1

Note: This kind of query has been asked previously 2 or 3 times years ago but did not have any satisfactory answer. I am posting my specific problem here. Hope, someone suggests some good solution.

I am facing a challenge fetching desired records from elasticsearch. We strictly need filtering on the results returned by TOP aggregation. Anyway, below is my scenario:

Given: We have an entity named "service" which have attributes like below:

{
    "id": "servicer-id-1",
    "status": "OPEN",         // These may be CLOSED, RESOLVED
    "timeRaised": "2019-03-21T15:09:17.015Z",
    "timeChanged": "2019-03-21T15:09:17.015Z"
}

I have an elastic index where any change in the above service is stored as a whole service document(a kind of history of service). There are more than one service with same id. We update timeChanges attribute everytime.
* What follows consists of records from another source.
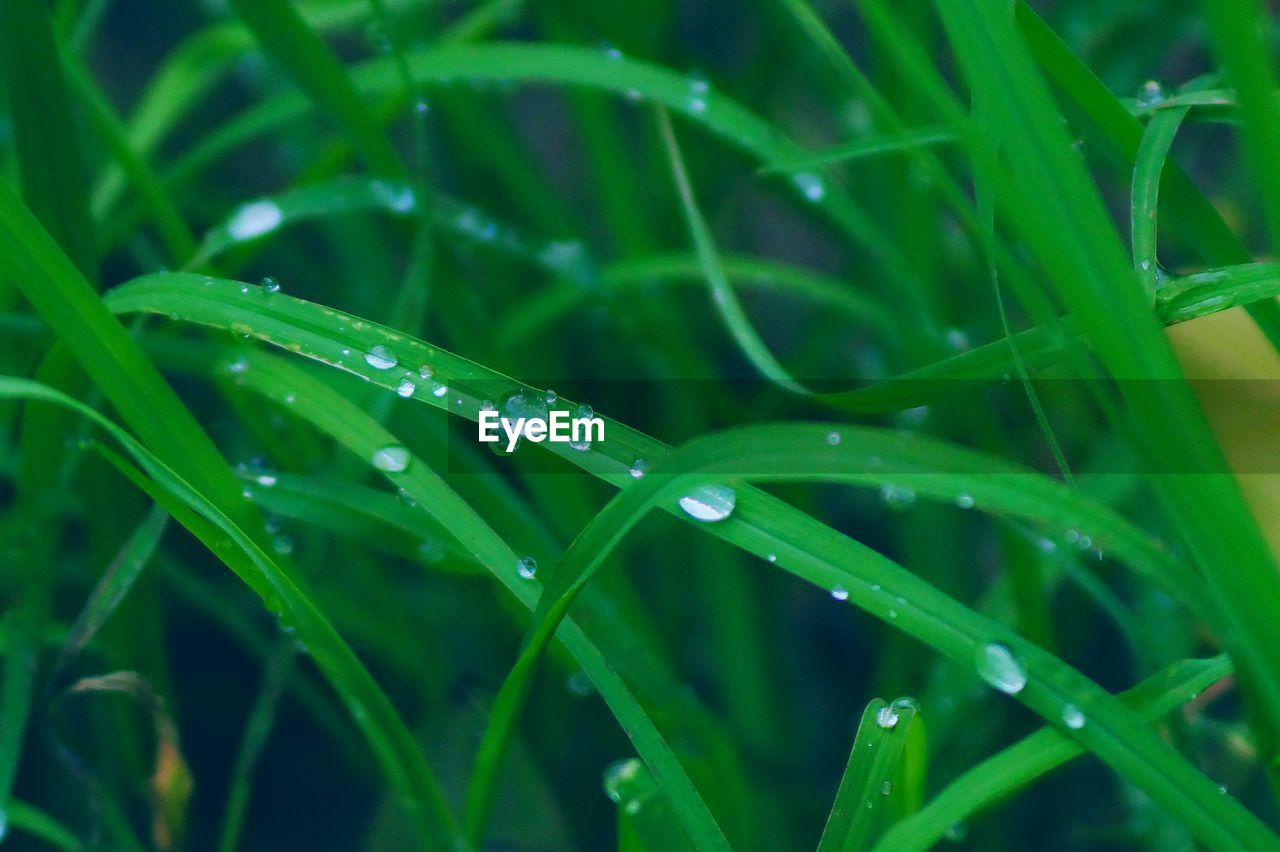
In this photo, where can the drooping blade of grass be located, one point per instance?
(1121, 133)
(287, 39)
(1057, 209)
(722, 293)
(1045, 683)
(1148, 165)
(54, 181)
(1217, 289)
(114, 585)
(868, 777)
(864, 147)
(373, 713)
(1038, 754)
(336, 416)
(342, 339)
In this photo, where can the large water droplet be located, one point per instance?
(1001, 668)
(618, 775)
(810, 186)
(886, 717)
(380, 358)
(392, 458)
(255, 219)
(709, 503)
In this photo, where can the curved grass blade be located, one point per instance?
(1057, 207)
(332, 413)
(391, 741)
(1121, 134)
(867, 146)
(287, 39)
(868, 781)
(1148, 165)
(1217, 289)
(1043, 683)
(1038, 754)
(722, 293)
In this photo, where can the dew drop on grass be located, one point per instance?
(1001, 668)
(897, 497)
(810, 186)
(380, 358)
(709, 503)
(618, 775)
(392, 458)
(886, 718)
(255, 219)
(1073, 717)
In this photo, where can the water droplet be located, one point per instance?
(810, 186)
(618, 775)
(709, 503)
(380, 358)
(1150, 95)
(897, 497)
(1000, 668)
(392, 458)
(255, 219)
(886, 717)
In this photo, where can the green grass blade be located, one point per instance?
(868, 781)
(392, 742)
(287, 39)
(54, 181)
(1148, 166)
(1057, 209)
(1038, 754)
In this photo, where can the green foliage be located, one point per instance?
(878, 340)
There are millions of service documents in the index.

Problem Statement: We need particular services which were the latest state during a given time frame(timeChanged) and status OPEN.

What I did: I used below query with the scroll API with 10000 bacth size to resolve our problem:

{
  "size" : 1000,   //given by user
  "query" : {
    "constant_score" : {
      "filter" : {
        "bool" : {
          "must" : [
            {
              "range" : {
                "timeChanged" : {
                  "from" : 1552940830000,
                  "to" : 1553498830000,
                  "include_lower" : true,
                  "include_upper" : true,
                  "boost" : 1.0
                }
              }
            }
          ],
          "disable_coord" : false,
          "adjust_pure_negative" : true,
          "boost" : 1.0
        }
      },
      "boost" : 1.0
    }
  },
  "post_filter": {
    "bool": {
        "must": [{
            {
                "constant_score": {
                    "filter": {
                        "terms": {
                            "status": ["OPEN"],
                            "boost": 1.0
                        }
                    },
                    "boost": 1.0
                }
            }
        }],
      "disable_coord" : false,
      "adjust_pure_negative" : true,
      "boost" : 1.0
    }
  },
  "_source" : false,
  "aggregations" : {
    "by_serviceId" : {
      "terms" : {
        "field" : "id",
        "size" : 50000,        // we set it with total number of services exist
        "min_doc_count" : 1,
        "shard_min_doc_count" : 0,
        "show_term_doc_count_error" : false,
        "order" : [
          {
            "_count" : "desc"
          },
          {
            "_term" : "asc"
          }
        ]
      },
      "aggregations" : {
        "top" : {
          "top_hits" : {
            "from" : 0,
            "size" : 1,
            "version" : false,
            "explain" : false,
            "sort" : [
              {
                "timeChanged" : {
                  "order" : "desc"
                }
              }
            ]
          }
        }
      }
    }
  }
}

From above query, we are getting aggregation from first hit of scroll which are the list of latest state of service in aggregation. And by Post filter we are fetching OPEN service in batches of 10000 and try to match the ids(by java code) with aggregation list to find out our candidate.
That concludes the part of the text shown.